36. Yasin Suresi Mehmet Okuyan Kur’an Meal-Tefsir

1. Yâ. Sîn.[1]
2. Doğru hükümler içeren Kur'an'a yemin olsun ki
3. (3, 4) Şüphesiz sen (hepsi) doğru yol üzerinde olan elçilerdensin.[1]
4. (3, 4) Şüphesiz sen (hepsi) doğru yol üzerinde olan elçilerdensin.[1]
5. (5, 6) (Kur'an), ataları uyarılmış, (ancak gerçeklerden) habersizmiş gibi davranan bir toplumu uyarman için[1] çok güçlü, çok merhametli (Allah) tarafından indirilmiştir.
6. (5, 6) (Kur'an), ataları uyarılmış, (ancak gerçeklerden) habersizmiş gibi davranan bir toplumu uyarman için[1] çok güçlü, çok merhametli (Allah) tarafından indirilmiştir.
7. Şüphesiz ki onların çoğuna (gafletlerine karşılık) azap vaadi gerçekleşmiştir.[1](Onlar) iman etmezler.
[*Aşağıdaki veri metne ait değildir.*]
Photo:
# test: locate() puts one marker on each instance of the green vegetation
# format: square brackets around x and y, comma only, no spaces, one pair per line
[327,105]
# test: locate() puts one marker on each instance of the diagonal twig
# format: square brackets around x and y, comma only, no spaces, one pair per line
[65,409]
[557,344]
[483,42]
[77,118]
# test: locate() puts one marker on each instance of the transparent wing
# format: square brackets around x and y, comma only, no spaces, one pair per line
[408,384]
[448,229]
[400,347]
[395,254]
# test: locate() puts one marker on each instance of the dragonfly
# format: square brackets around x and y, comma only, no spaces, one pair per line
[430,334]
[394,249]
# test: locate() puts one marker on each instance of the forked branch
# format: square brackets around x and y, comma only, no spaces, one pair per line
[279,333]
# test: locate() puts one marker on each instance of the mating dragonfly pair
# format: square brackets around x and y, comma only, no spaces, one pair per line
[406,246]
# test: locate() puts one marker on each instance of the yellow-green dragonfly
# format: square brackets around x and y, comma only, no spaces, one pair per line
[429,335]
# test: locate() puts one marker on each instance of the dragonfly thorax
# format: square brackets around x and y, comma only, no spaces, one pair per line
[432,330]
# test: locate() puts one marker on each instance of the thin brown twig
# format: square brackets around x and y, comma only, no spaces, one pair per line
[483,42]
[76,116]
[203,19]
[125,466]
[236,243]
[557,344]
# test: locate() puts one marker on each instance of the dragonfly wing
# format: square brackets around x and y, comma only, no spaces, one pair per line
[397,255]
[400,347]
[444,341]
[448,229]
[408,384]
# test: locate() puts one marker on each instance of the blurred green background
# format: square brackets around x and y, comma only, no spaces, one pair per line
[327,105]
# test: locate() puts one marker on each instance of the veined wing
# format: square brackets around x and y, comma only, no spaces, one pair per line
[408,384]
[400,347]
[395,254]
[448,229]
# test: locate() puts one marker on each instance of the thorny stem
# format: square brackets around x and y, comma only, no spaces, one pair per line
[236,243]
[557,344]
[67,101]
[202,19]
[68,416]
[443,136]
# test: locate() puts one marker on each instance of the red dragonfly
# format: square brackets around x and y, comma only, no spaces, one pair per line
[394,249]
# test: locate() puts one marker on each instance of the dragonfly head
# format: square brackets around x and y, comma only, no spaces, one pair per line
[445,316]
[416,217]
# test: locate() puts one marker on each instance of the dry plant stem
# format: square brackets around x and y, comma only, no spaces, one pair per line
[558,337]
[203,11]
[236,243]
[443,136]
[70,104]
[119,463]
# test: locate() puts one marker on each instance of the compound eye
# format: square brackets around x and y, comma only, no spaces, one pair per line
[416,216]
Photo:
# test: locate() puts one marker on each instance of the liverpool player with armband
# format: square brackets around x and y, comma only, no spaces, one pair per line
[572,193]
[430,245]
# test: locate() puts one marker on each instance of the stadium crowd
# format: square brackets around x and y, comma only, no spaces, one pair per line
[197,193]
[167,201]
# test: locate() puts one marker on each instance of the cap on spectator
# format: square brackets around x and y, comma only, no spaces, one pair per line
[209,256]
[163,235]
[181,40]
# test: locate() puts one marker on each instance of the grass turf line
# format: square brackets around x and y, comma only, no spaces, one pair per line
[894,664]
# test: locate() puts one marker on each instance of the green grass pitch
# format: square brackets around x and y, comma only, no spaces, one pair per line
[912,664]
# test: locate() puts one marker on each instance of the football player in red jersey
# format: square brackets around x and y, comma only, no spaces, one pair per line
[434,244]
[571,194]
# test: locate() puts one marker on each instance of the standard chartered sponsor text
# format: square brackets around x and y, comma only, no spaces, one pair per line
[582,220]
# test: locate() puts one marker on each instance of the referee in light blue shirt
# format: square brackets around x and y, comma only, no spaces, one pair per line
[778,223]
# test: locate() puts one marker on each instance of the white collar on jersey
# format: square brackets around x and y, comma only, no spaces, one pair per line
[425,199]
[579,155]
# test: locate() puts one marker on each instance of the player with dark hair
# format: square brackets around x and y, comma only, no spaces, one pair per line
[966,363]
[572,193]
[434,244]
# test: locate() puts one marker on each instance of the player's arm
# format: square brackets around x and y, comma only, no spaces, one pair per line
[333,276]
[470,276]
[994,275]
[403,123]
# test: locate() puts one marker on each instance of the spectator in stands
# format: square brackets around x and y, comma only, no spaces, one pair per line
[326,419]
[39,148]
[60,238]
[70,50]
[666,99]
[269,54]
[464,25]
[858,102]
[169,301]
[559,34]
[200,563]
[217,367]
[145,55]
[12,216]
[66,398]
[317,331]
8. Şüphesiz ki biz onların boyunlarına, çenelerine kadar dayanacak halkalar geçirdik; başları yukarı kalkıktır.[1]
9. Önlerinden ve arkalarından bir set çektik ve onları çepeçevre kuşattık; gerçeği görmezler.
10. Onları uyarsan da uyarmasan da onlar için birdir, inanmazlar.[1]
11. Sen ancak zikre (Kur'an'a) uyan ve gaybda bulunan Rahmân'a saygı duyanı[1] uyarabilirsin. İşte böylesini bir bağışlama ve değerli bir ödülle müjdele!
12. Şüphesiz ki ölüleri ancak biz dirilteceğiz. İnsanların yaptıklarını ve (geriye bıraktıkları) eserlerini yazıyoruz. Biz her şeyi apaçık bir imam'da (amel defterinde) saymışızdır.
13. Onlara (müşriklere) şu şehir halkını örnek ver: Hani onlara elçiler gelmişti.[1]
14. Hani kendilerine iki elçi gönderdiğimizde onları yalanlamışlardı. (İki elçiyi) üçüncü ile desteklemiştik ve "Biz (Allah tarafından) size gönderilmiş elçileriz." demişlerdi.
15. (Şehir halkı elçilere) "Siz de ancak bizim gibi insansınız.[1] Rahmân (size) herhangi bir şey indirmemiştir;[2] siz sadece yalan söylüyorsunuz!" demişti.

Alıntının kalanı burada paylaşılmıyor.